Of course, as is true of most coins as old as the Mercury Dime, the condition of the coin in question means everything to collectors. This is why you will see collectors paying top-dollar for those Dimes in excellent condition. In addition, multiple different types of Mercury Dimes were produced every year, so that also plays a role in determining how much you will pay for one of these coins.
If you have ever talked with collectors, you are more than likely aware of the fact that they put a lot of weight into the condition of an old coin like the 1918 Mercury Dime. Because these coins are quite old, their condition is not necessarily always the greatest. Knowing this, collectors will closely inspect every coin they receive, looking for even the smallest imperfections.
By way of the specifications below, you can gain a good idea of what a graded Mercury Dime might look like.
Uncirculated: An Uncirculated Mercury Dime is one that never saw any time on the open exchange market. These coins appear pristine and, even after close inspection, really are in excellent shape. You will find that the coin will appear as though it was just minted not too long ago.
Extremely Fine: A coin that is given this grade will appear pristine, but will play host to a bit of light damage. Though the damage may be light, it is enough to devalue the coin somewhat. Still, even after a close look over you will find that the most severe damage is nothing more than some light scratching.
Fine: If your coin is graded to be Fine it definitely saw time in circulation, but the amount of damage incurred during that time was nothing overly significant. You will see plenty of scratching and maybe even some chipping, but the coin’s images and inscriptions will be almost wholly intact.
Good: This grade is reserved for those Mercury Dimes that are in extremely rough shape. Having been heavily circulated throughout the years, these coins have been damaged considerably. With inscriptions and images beginning to fade, the appeal of this coin is nothing like that of an Uncirculated edition. Still, because this is the 1918 Mercury Dime, it is still attractive to collectors simply because it is one of the first Mercury Dimes produced.

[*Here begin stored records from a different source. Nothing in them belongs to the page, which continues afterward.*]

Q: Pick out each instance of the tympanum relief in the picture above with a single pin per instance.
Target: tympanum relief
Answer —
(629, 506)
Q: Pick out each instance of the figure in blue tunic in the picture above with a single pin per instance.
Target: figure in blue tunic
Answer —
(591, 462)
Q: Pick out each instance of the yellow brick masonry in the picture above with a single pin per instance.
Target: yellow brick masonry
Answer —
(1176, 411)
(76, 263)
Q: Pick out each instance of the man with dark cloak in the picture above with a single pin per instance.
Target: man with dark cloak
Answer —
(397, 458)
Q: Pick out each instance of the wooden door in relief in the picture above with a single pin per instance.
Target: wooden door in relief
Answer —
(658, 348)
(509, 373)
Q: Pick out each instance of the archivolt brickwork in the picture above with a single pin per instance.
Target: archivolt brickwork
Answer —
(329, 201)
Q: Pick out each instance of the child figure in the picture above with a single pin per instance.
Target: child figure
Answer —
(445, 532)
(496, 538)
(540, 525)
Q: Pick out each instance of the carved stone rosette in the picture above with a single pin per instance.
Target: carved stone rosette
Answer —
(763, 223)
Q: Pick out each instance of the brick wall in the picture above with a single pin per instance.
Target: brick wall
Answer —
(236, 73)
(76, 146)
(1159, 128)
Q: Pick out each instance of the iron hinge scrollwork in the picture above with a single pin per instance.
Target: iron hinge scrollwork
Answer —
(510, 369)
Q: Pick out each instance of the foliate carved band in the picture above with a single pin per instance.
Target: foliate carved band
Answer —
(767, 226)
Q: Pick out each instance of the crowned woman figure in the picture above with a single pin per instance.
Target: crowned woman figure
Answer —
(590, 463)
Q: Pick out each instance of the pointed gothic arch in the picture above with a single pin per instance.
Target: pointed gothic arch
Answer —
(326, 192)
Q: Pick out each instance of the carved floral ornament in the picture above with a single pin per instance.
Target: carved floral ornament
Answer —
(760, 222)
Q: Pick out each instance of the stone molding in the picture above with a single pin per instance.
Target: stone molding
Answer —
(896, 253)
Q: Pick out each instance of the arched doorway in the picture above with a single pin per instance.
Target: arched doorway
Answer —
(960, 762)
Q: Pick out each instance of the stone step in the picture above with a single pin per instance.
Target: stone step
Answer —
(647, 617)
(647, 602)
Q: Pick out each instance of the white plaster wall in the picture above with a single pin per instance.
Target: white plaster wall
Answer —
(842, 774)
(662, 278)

Giving the Mercury Dime a price is something that involves the consideration of two factors—condition and type of coin. Naturally, because the coin is so old, its condition will be the most accurate way to determine price. If the coin has been extremely well-preserved, you can bet that it will sell for more than a coin that is heavily damaged. Secondly, because multiple types of the Mercury Dime were produced annually, this also plays into determining a price.